PROC SUMMARY is the normal way to compute statistics.
proc summary data=test nway ;
class sex age ;
var Zaehler;
output out=want sum= ;
run;
Why would you want to include variables other than SEX, AGE and Zaehler in the output?
Your requirement is not difficult to understand or to satisfy, however, I am not sure what is your underline reason for doing this. Explain more on your purpose may help to facilitate better answers that work from the root of your project. Although I have a feeling the PROC MEAN may give you better matrix, here is a one step PROC SQL solution to get you the summary as well as retaining "the value of first row":
proc sql;
create table want as
select id, sex , age, inc, r1, r2, sum(Zaehler) as Zaehler, work
from test
group by sex, age
having id = min(id) /*This is tell SAS only to keep the row with the smallest id within the same sex,age group*/
;
quit;
You can use proc sql to sum over sex and age
proc sql;
create table sum as
select
sex
,age
,sum(Zaehler) as Zaehler_sum
from test
group by
sex
,age;
quit;
You can than join it back to the main table if you want to include all the variables
proc sql;
create table test_With_Sum as
select
t.*
,s.Zaehler_sum
from test t
inner join sum s on t.sex = s.sex
and t.age = s.age
order by
t.sex
,t.age
;
quit;
You can write it all as one proc sql query if you wish and the order by is not needed, only added for a better visibility of summarised results
Not a good solution. But it should give you some ideas.
DATA test;
INPUT id sex $ age inc r1 r2 Zaehler work $;
DATALINES;
1 F 35 17 7 2 1 w
17 M 40 14 5 5 1 w
33 F 35 6 7 2 1 w
49 M 24 14 7 5 1 w
65 F 52 9 4 7 1 w
81 M 44 11 7 7 1 w
2 F 35 17 6 5 1 n
18 M 40 14 7 5 1 n
34 F 47 6 6 5 1 n
50 M 35 17 5 7 1 w
;
run;
data t2;
set test;
nobs = _n_;
run;
proc sort data=t2;by descending sex descending age descending nobs;run;
data t3;
set t2;
by descending sex descending age;
if first.age then count = 0;
count + 1;
zaehler = count;
if last.age then output;
run;
proc sort data=t3 out=want(drop=nobs count);by nobs sex age;run;
thanks for your help. Here is my final code.
proc sql;
create table sum as
select distinct
sex
,age
,sum(Zaehler) as Zaehler
from test
WHERE work = 'w'
group by
sex
,age
;
PROC PRINT;quit;
I just modify the code a little bit. I filtered the w and i merg the Columns with the same value.

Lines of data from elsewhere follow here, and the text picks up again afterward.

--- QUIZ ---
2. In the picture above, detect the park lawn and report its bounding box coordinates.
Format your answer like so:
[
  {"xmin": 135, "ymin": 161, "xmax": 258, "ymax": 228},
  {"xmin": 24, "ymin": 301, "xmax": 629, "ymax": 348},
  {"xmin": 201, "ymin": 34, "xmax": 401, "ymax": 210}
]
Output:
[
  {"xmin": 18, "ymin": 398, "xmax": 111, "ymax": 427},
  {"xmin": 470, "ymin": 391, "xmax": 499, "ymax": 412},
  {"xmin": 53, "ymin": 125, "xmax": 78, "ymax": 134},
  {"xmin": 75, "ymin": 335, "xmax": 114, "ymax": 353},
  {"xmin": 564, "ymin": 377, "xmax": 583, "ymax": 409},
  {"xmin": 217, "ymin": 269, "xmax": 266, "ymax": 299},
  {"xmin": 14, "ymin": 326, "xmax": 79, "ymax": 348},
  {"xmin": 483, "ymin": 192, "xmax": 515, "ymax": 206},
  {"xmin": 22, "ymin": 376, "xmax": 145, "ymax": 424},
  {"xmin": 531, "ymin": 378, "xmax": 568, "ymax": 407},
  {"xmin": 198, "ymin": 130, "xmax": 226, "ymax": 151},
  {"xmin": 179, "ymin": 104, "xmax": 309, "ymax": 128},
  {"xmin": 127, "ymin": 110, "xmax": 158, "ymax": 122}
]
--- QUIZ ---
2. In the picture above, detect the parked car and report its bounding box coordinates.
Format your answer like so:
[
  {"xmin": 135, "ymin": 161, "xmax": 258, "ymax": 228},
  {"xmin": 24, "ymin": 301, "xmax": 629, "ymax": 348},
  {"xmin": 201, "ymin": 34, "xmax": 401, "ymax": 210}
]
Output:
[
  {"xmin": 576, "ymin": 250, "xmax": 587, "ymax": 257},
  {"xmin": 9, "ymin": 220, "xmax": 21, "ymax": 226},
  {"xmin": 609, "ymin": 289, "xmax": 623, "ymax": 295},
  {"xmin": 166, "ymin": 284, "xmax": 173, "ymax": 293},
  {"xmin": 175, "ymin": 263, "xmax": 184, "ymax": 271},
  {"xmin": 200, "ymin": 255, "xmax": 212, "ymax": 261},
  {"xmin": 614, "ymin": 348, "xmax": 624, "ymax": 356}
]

It was just an example the real Data is much bigger and has more Columns and rows.
I have a table with some variables, say var1 and var2 and an identifier, and for some reasons, some identifiers have 2 observations.
I would like to know if there is a simple way to put back the second observation of the same identifier into the first one, that is
instead of having two observations, each with var1 var2 variables for the same identifier value
ID var1 var2
------------------
A1 12 13
A1 43 53
having just one, but with something like var1 var2 var1_2 var2_2.
ID var1 var2 var1_2 var2_2
--------------------------------------
A1 12 13 43 53
I can probably do that with renaming all my variables, then merging the table with the renamed one and dropping duplicates, but I assume there must be a simpler version.
Actually, your suggestion of merging the values back is probably the best.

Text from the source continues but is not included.